Does one ‘super-corporation’ run the global economy?
Interesting question, eh? Rob Waugh in the Mail Online explains this graphic:
The caption for the graphic:
The 1,318 transnational corporations that form the core of the globalised economy – connections show partial ownership of one another, and the size of the circles corresponds to revenue. The companies ‘own’ through shares the majority of the ‘real’ economy
The article itself begins:
A University of Zurich study ‘proves’ that a small group of companies – mainly banks – wields huge power over the global economy.
The study is the first to look at all 43,060 transnational corporations and the web of ownership between them – and created a ‘map’ of 1,318 companies at the heart of the global economy.
The study found that 147 companies formed a ‘super entity’ within this, controlling 40 per cent of its wealth. All own part or all of one another. Most are banks – the top 20 includes Barclays and Goldman Sachs. But the close connections mean that the network could be vulnerable to collapse.
‘In effect, less than one per cent of the companies were able to control 40 per cent of the entire network,’ says James Glattfelder, a complex systems theorist at the Swiss Federal Institute in Zurich, who co-wrote the research, to be published in the journal PLoS One.
Some of the assumptions underlying the study have come in for criticism – such as . . .


Conspiracy theorists will not like what I have to say. I think the entire notion is sheer drivel. While it is true that multinational corporations have relationships with one another, they are often supplier/customer relationships not ownership. And to accuse the banks of being at the center of the web is patently ridiculous. US law prohibits (I say again, prohibits) regular commercial banks from owning equity interests in the companies who are their clients. Making a loan secured by publicly traded stock is not the same as the bank owning the stock. Investment banks may be a different story, as I don’t know about the laws pertaining to them.
Anonymous
23 October 2011 at 2:16 pm
It is amazing, given the degree to which businesses praise competition, that any group of corporations in an industry or region would cooperate to drive prices higher, isn’t it? Still, given the specific goal and legal requirement for corporations to grow profit no matter what, it is not surprising that corporations will cooperate if they believe it will increase their profits. And—this is going to come as a shock, so sit down—corporations have been found to break the law, despite instances in which the law is clear and the corporations have legions of lawyers. Surely you’ve read instances of this. The US, like many other nations, prohibits (I say again, prohibits) corporations from breaking the law. Yet they do.
Be careful about throwing around the word “drivel.” It may come back to haunt you.
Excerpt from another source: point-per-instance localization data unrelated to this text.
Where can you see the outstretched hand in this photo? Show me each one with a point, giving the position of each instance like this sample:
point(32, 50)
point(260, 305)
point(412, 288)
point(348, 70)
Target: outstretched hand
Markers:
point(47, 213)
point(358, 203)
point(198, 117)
If you’re unfamiliar with the phenomenon of corporations doing things that law prohibits (I say again, louder, PROHIBITS), I would be happy to provide examples. But I bet, once you put your mind to it, you can think of some yourself.
LeisureGuy
23 October 2011 at 4:02 pm
I do recall Mr. Beetner and I having a conversation on how to put a stop to crime: make it against the law. However, we were joking.
LeisureGuy
23 October 2011 at 5:41 pm
@Anonymous:
Since the Glass-Steagall Act was repealed in 1999, the nation’s six largest commercial banks were also allowed to become investment banks. That’s also when leverage requirements got thrown out, and instead requiring 6-1 leverage, these large banks were (and are now) over-leveraged by up to 6,000-to-1. One small disaster will send banks, countries, currencies, and economies to collapse.
zaine_ridling
23 October 2011 at 7:54 pm
I guess you don’t have to worry about doing things against the law once you gain control of the government and can legalize the things you want to do. Which was more or less the mission Phil Gramm undertook for the financial industry.
LeisureGuy
23 October 2011 at 8:14 pm
I’ve heard rumors that the Rothschilds (owner of the first central bank in Germany and later owner of all other subsequent central banks including IMF and World Bank own over half the worlds wealth.)